Eu sempre achei que não vendo estilos musicais, eu vendo música. A música vai desde o folclore, infantil, rock e tudo isso é música (…) No nosso catálogo temos desde Amália Rodrigues que licenciei na sexta-feira para Macau. (…) Fernando Maurício numa área de fado, os Íris e outras bandas na área do rock. Na área popular, temos a Rosinha, o Emanuel, Alberto Reis e os Sete Saias.”, conta Páquito.

São inúmeros os artistas representados pelo País Real e, cada vez que os músicos atuam em festivais, festas populares ou aparecem ao publico é a editora que se responsabiliza pela sua exposição. É um trabalho de backstage que está presente em todos os momentos, “em qualquer coisa que esteja relacionada com música”.
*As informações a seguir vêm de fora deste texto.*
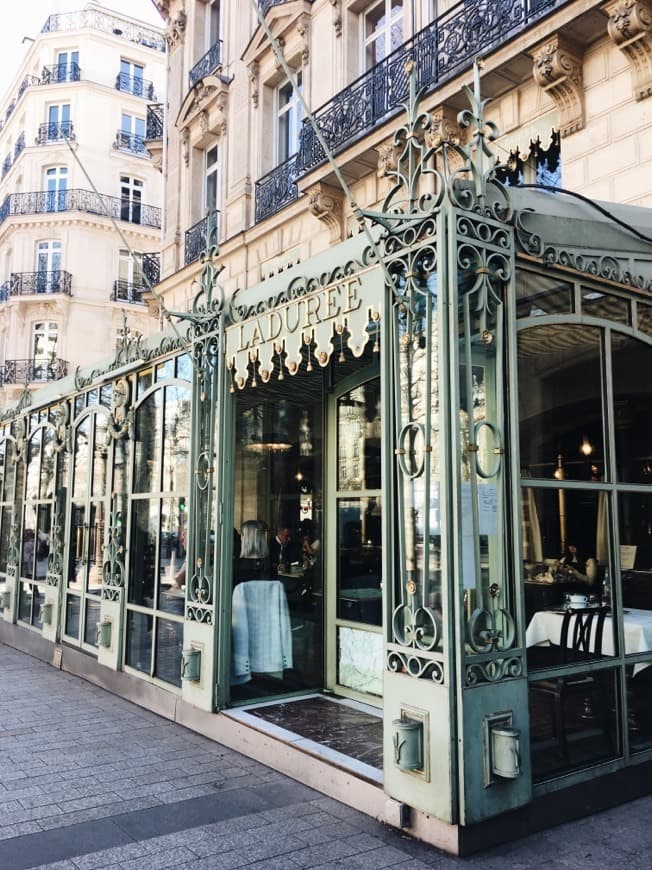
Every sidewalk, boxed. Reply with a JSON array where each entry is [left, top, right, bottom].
[[0, 645, 652, 870]]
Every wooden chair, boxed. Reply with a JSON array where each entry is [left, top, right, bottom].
[[530, 607, 611, 764]]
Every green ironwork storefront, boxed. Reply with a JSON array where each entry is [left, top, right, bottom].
[[0, 71, 652, 850]]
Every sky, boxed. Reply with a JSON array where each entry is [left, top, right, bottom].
[[0, 0, 163, 94]]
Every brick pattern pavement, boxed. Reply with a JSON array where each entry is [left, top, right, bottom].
[[0, 645, 652, 870]]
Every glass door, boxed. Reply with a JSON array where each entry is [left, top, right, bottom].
[[327, 370, 383, 704]]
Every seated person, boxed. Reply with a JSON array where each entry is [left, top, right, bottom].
[[233, 520, 272, 586]]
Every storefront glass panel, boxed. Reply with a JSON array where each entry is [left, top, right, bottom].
[[231, 373, 324, 701]]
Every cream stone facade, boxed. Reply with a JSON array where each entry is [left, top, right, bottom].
[[149, 0, 652, 310], [0, 3, 165, 404]]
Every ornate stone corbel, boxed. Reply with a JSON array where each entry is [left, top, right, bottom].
[[376, 142, 398, 178], [249, 61, 260, 109], [604, 0, 652, 100], [529, 33, 584, 138], [297, 13, 310, 65], [215, 91, 227, 136], [274, 36, 285, 70], [331, 0, 342, 36], [308, 183, 344, 242]]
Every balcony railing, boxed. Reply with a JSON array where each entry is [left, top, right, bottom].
[[0, 357, 68, 386], [39, 62, 81, 85], [115, 73, 156, 100], [113, 130, 149, 157], [111, 281, 146, 303], [9, 269, 72, 296], [0, 189, 161, 229], [256, 0, 568, 220], [14, 133, 25, 161], [16, 76, 41, 100], [256, 154, 301, 223], [41, 9, 165, 51], [143, 254, 161, 287], [36, 121, 75, 145], [183, 209, 220, 266], [145, 103, 163, 139], [189, 39, 222, 88]]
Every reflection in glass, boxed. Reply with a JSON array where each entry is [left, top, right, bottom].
[[64, 595, 80, 640], [21, 505, 36, 580], [128, 499, 159, 607], [518, 324, 604, 480], [612, 333, 652, 486], [154, 619, 183, 686], [337, 496, 382, 625], [134, 389, 163, 492], [337, 378, 381, 490], [530, 670, 620, 780], [84, 599, 100, 646], [86, 502, 106, 595], [125, 610, 154, 674], [73, 417, 90, 498]]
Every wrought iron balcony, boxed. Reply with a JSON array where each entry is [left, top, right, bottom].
[[111, 281, 147, 303], [113, 130, 149, 157], [16, 76, 41, 100], [256, 154, 301, 223], [41, 8, 165, 51], [189, 39, 222, 88], [0, 189, 161, 229], [256, 0, 569, 220], [183, 209, 220, 266], [36, 121, 75, 145], [14, 132, 25, 161], [0, 357, 68, 386], [145, 103, 163, 139], [143, 254, 161, 287], [115, 73, 156, 100], [39, 62, 81, 85], [9, 269, 72, 296]]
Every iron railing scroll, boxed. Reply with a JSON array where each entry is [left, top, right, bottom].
[[0, 357, 68, 384], [9, 269, 72, 296], [39, 61, 81, 85], [115, 72, 156, 101], [111, 280, 145, 304], [255, 0, 568, 220], [183, 209, 220, 266], [36, 121, 75, 145], [145, 103, 163, 139]]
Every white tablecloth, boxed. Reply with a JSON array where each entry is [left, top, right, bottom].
[[525, 609, 652, 672]]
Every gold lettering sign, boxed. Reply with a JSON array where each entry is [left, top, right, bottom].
[[226, 266, 384, 388]]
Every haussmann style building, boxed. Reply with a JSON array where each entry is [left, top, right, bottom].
[[0, 3, 165, 405], [0, 0, 652, 853]]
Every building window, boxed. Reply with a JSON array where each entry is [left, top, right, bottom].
[[116, 112, 147, 154], [36, 240, 61, 293], [204, 145, 219, 211], [46, 103, 72, 141], [43, 166, 68, 211], [117, 59, 145, 97], [32, 320, 59, 372], [120, 175, 143, 224], [277, 73, 301, 163], [363, 0, 403, 69]]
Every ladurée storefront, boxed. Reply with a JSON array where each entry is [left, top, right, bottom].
[[0, 70, 652, 851]]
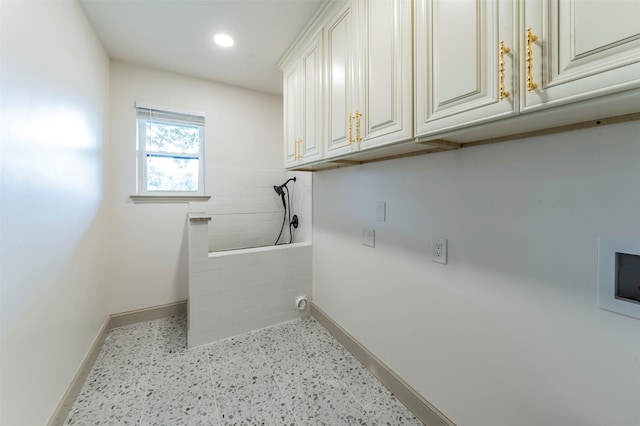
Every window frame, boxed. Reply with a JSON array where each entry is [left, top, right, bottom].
[[131, 102, 209, 197]]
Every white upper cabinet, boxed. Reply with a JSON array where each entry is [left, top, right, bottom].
[[281, 0, 640, 169], [356, 0, 413, 149], [325, 0, 413, 157], [520, 0, 640, 111], [283, 29, 322, 167], [325, 2, 359, 157], [414, 0, 518, 136]]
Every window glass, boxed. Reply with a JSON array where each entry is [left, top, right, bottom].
[[136, 107, 204, 194]]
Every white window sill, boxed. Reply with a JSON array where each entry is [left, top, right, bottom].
[[129, 194, 211, 204]]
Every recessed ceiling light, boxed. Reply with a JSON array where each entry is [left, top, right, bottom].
[[213, 34, 233, 47]]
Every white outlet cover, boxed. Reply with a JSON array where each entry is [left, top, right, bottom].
[[431, 238, 447, 265], [376, 201, 387, 222], [362, 228, 376, 248]]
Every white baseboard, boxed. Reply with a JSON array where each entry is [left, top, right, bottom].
[[109, 300, 187, 329], [47, 318, 111, 426], [311, 302, 455, 426], [47, 301, 455, 426], [47, 300, 187, 426]]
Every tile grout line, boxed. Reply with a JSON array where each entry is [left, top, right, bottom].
[[256, 326, 302, 425], [139, 320, 160, 426], [204, 345, 222, 426]]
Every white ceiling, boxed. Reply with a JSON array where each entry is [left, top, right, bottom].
[[80, 0, 324, 94]]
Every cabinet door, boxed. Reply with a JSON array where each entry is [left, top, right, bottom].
[[282, 61, 300, 167], [299, 35, 322, 164], [357, 0, 413, 149], [521, 0, 640, 111], [415, 0, 518, 136], [325, 2, 357, 157]]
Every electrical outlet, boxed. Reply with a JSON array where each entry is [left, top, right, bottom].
[[431, 238, 447, 265], [362, 228, 376, 248]]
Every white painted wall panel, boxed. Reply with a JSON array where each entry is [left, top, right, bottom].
[[313, 122, 640, 426], [0, 1, 109, 425], [109, 61, 285, 313]]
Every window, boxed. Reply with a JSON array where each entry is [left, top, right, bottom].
[[136, 103, 204, 196]]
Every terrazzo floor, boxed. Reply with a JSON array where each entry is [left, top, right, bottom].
[[64, 315, 422, 426]]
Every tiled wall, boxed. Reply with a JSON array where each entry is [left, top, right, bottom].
[[188, 217, 311, 347], [198, 168, 311, 251]]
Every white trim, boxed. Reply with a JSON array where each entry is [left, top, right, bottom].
[[136, 106, 206, 196], [47, 317, 111, 426], [129, 194, 211, 204], [47, 301, 187, 426], [135, 101, 205, 117]]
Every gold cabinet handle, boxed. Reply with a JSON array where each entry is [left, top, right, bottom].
[[349, 113, 356, 145], [527, 27, 538, 92], [500, 40, 511, 100]]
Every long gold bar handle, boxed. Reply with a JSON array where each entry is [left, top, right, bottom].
[[527, 27, 538, 92], [500, 40, 511, 100], [349, 114, 356, 145]]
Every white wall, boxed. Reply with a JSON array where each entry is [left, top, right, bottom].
[[109, 61, 284, 313], [313, 122, 640, 426], [0, 1, 109, 425]]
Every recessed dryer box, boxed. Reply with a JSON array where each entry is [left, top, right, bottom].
[[598, 239, 640, 319]]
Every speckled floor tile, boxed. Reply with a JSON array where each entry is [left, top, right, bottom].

O estúdio de gravação já contou com a presença de inúmeros artistas conhecidos

Sarilhos Grandes foi a casa escolhida para albergar tamanhos artistas e o motivo que o levou a optar pelo município ao invés de outra localidade deveu-se ao facto de ser “a minha [Páquito] terra e o local onde criei raízes. Sendo o local onde está o País Real, permite-me dar emprego às pessoas da terra e desenvolver a área à minha volta”.

E deixa-o bem claro ao destacar a relação com o comércio de proximidade, que tantas vezes alberga artistas agenciados para concertos e espetáculos. Orgulhosamente, exibem os seus feitos e conquistas nas paredes da empresa, onde os discos reconhecidos nacionalmente são expostos como pinturas em paredes.

O dia a dia da produtora não é mais do que um ciclo vicioso: produzir, ouvir e divulgar, 24 horas por dia. “De manhã até à noite há sempre música. No estúdio, estamos sempre a trabalhar”. Páquito é “a pessoa que mais ouve música no estabelecimento” e até poderia afirmar que é pelo seu gosto na área musical, mas não esconde a árdua tarefa de ter “de ouvir tudo o que se produz aqui dentro”. A pilha de CD’s amontoados na sua secretária são prova deste desafio, tal como são as estantes repletas de coletâneas musicais.

A edição do som é uma das responsabilidades da discográfica

Uma das chaves principais no sucesso da empresa está no planeamento e na gestão interna. O fundador do País Real sublinha o quão importante é trabalhar numa lógica de “dois a três anos de avanço” e na agenda de produção já vigoram músicas a sair no Verão de 2022. No entanto, Páquito revela que adivinhar as tendências musicais futuras não deixa de ser desafiante.

“Há muita coisa nova que vai sair para o Natal. Os Ciganos de Ouro vão lançar um novo disco que vai ser vendido no mundo inteiro. Isso faz-nos trabalhar muito para que se concretize. Mas é sempre um desafio e interessante trabalhar com muito tempo de antecedência, tentando adivinhar o gosto das pessoas para daqui a 1 ano. Exige que, para além de pesquisa, se conheça pessoas de outras vertentes. Tentar perceber como vai o gosto das pessoas é aliciante.”

Com novos projetos em vista, o fundador da editora deixa escapar uma confissão: “Eu quero ser a maior empresa de música em Portugal”. E é em Sarilhos Grandes que uma grande equipa trabalha para que isso aconteça.